If you want to get detailed about it, Spinach is the Meryl Streep of greens. She’s the best. She’s got the depth and the breadth. She fucked Alec Baldwin in a romantic comedy once and was critically perfect in Sophie’s Choice. Who else can do that? Spinach. That’s who. But, if you want a little Reese Witherspoon down-home-southern-comfort, you can do chard one night. And if you’re literally the most boring person on the planet, the Anne Hathaway of them all, you’re just going to order a fucking hunk of iceberg lettuce. But then, when you really want something real, you always go back to Meryl.

Ah, but the world has fallen for Kale, now. And I think Kale is gross.

Your initial response to this analysis might go something like “what’s your name again?” or “is there someone else I can talk to about this? I’m actually really digging Kale salads right now.”

Ok. No, there is no one else who’s going to sit here and talk to you about greens for as long as I have, so just appreciate me. Secondly, you’re not actually enjoying ingesting Kale. I’m going to show you that you’re not enjoying it. Ready?

Let’s do a quick exercise. Think about looking at a Kale salad. It’s crispy. You see that. You can smell the spritz of lemon vinaigrette they’ve put on it. There are a few toppings. Probably nothing with gluten.
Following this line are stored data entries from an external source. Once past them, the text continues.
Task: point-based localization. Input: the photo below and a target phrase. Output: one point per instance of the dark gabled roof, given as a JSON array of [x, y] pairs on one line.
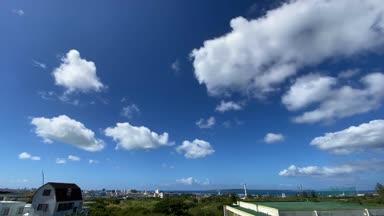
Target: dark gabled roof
[[66, 191]]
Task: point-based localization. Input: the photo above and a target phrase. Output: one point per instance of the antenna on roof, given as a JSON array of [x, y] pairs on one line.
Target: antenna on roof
[[245, 190], [42, 175]]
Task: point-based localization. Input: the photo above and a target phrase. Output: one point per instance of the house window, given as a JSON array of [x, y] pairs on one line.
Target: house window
[[20, 211], [69, 192], [5, 211], [42, 207], [65, 206], [46, 192]]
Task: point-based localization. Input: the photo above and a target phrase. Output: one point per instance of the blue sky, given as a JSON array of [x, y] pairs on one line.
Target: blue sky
[[207, 94]]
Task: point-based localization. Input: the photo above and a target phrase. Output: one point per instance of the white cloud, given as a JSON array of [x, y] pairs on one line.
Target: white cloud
[[91, 161], [308, 89], [27, 156], [130, 111], [192, 181], [66, 130], [73, 158], [186, 181], [195, 149], [18, 12], [258, 55], [346, 169], [39, 64], [61, 161], [77, 74], [130, 137], [348, 73], [273, 137], [176, 66], [205, 124], [335, 103], [167, 166], [355, 138], [225, 106]]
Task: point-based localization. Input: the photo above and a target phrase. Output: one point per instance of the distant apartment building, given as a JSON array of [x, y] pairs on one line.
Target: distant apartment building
[[242, 208]]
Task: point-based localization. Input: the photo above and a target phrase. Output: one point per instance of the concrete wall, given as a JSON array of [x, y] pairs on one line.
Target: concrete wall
[[259, 208], [268, 210], [38, 198], [247, 205], [13, 207], [229, 211], [376, 212]]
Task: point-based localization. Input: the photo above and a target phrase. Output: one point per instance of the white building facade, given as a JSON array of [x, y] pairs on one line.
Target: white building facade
[[57, 199]]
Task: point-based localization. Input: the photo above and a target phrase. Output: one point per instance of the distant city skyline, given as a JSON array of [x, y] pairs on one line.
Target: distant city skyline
[[192, 95]]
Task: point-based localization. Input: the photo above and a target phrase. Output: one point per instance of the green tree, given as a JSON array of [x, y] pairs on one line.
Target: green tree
[[380, 191]]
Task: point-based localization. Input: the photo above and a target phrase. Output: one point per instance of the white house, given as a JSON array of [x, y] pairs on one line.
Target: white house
[[57, 199], [12, 208]]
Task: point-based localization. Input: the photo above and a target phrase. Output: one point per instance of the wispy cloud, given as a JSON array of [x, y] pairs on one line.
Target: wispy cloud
[[206, 123], [39, 64], [18, 12], [61, 161], [338, 170], [27, 156]]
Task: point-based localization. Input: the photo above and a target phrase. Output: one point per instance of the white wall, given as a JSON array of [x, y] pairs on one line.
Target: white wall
[[13, 206], [38, 198]]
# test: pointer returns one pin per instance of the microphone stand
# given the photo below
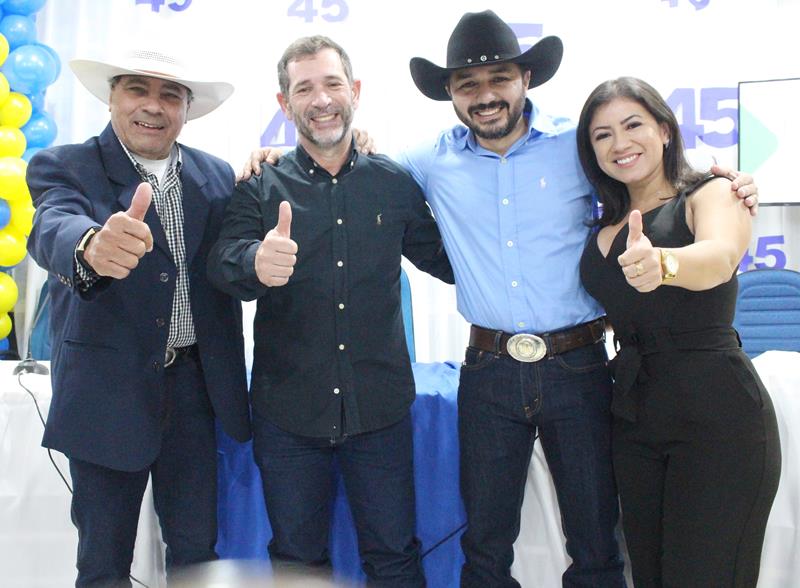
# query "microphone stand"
(30, 365)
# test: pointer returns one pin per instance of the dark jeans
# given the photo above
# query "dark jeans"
(378, 472)
(502, 403)
(106, 502)
(697, 471)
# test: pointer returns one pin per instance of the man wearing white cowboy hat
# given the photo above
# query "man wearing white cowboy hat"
(145, 351)
(513, 205)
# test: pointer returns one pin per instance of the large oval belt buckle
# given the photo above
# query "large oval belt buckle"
(527, 348)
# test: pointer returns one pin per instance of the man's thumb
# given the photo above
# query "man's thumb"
(634, 227)
(141, 201)
(284, 226)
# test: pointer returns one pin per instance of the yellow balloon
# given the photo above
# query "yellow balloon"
(21, 220)
(5, 88)
(5, 326)
(12, 179)
(12, 142)
(8, 293)
(16, 110)
(12, 248)
(3, 48)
You probably went vegan, also, knowing you…. So the only things on it are edamame beans and chopped up, raw red peppers.

Now, pick up your fork and take a bite.

Alright. It’s good so far. You’re thinking “man, I’ve got this bitch beat.”

Now try to swallow the leaf.

You can’t. You’re about to have tiny bits of raw kale leaf in your throat until the waiter takes pity on you and brings over a glass of water.

And then you’ll continue to find them in your teeth until next spring.

You’re making your way slowly through the salad, trying to set the right proportion of toppings to kale because, as I said before, Kale kinda sucks.

And now you’re at the bottom of the bowl. There is just kale. This is the real test. In your mind, are you eating JUST the kale now that all the toppings are gone?

No. No you’re not. And if you are, you should take the next fucking flight to mars and please start a new, healthy AND LOVING IT human colony.

I’ll stick with the side of fries. Thanks.